Cântico para saudação:
Ô boa noite pra quem é de boa noite/Ô bom dia pra quem é de bom dia/A benção meu papai a benção/Maculêle é o rei da valentia.

Homenagem à Princesa Isabel: (alguns homenageiam Zumbi dos Palmares):
Vamos todos louva/A nossa nação brasileira/Viva a dona Isabel (ou Zumbi dos Palmares) /Ai meu Deus/Que nos livrou do cativeiro

Peditório: (ocorre nas saídas às ruas):
Deus que lhe dê, ê/Deus que lhe dá, á/Lhe dê dinheiro/Como areia no mar.

Louvação aos pretos de Cabindas ou Louvor a Nossa senhora da Conceição:
Nós somos pretos da Cabinda de Aruanda/A Conceição viemos louvar/Aranda ê, ê, ê/Aranda ê, ê, á.

Fulô da Jurema, de influência indígena:
Você bebeu Jurema/Você se embriagou/Com a fulô do mesmo pau/Vosmicê se levanto.

Saudação de chegança:
Ô sinhô dono da casa/Nós viemos aqui lhe vê/Viemos lhe pergunta/Como passa vosmicê
Saudação de despedida:
Quando eu for embora ê/Todo mundo chora ê. 

Em cena
Durante a apresentação do maculelê, os componentes, que representam a tribo rival, formam um círculo em volta de uma pessoa, que representa o herói. Todos sustentando um par de bastões nas mãos. O desenrolar da história é contado através dos cânticos que são respondidos em côro. Além do côro os componentes batem os bastões (grimas) no ritmo do atabaque que é tocado pelo mestre do maculelê.

O Maculelê hoje
Hoje o maculelê se mantém preservado graças à sua incorporação por grupos de capoeira, que incluíram a dança nas suas apresentações em batizados e festas populares. Os componentes se apresentam vestidos de saia de sisal, sem camisa e com pinturas pelo corpo. Há também alguns grupos que preferem se apresentar com seus abadás usuais, o que deixa evidente a sua descaracterização, o que deve ser evitado para que não percamos mais uma manifestação cultural através do esquecimento de suas raízes.
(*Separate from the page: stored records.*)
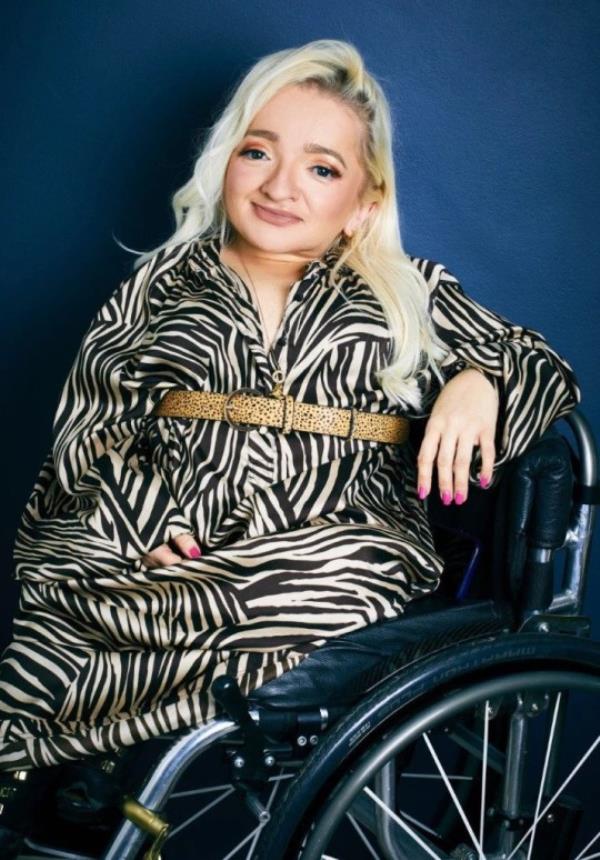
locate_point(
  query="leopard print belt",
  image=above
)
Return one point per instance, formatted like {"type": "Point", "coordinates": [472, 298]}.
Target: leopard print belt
{"type": "Point", "coordinates": [245, 408]}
O maculelê faz parte do folclore brasileiro e deve ser preservado como patrimônio cultural, assim como a capoeira. Deve ser mantido e respeitado como tradição. Seja ela trazida por nossos irmãos africanos ou criada pelos nativos indígenas, a beleza do maculelê traz em si os traços da miscigenação cultural de um país onde a cultura é a mais rica do mundo, apesar de não receber o reconhecimento que merece.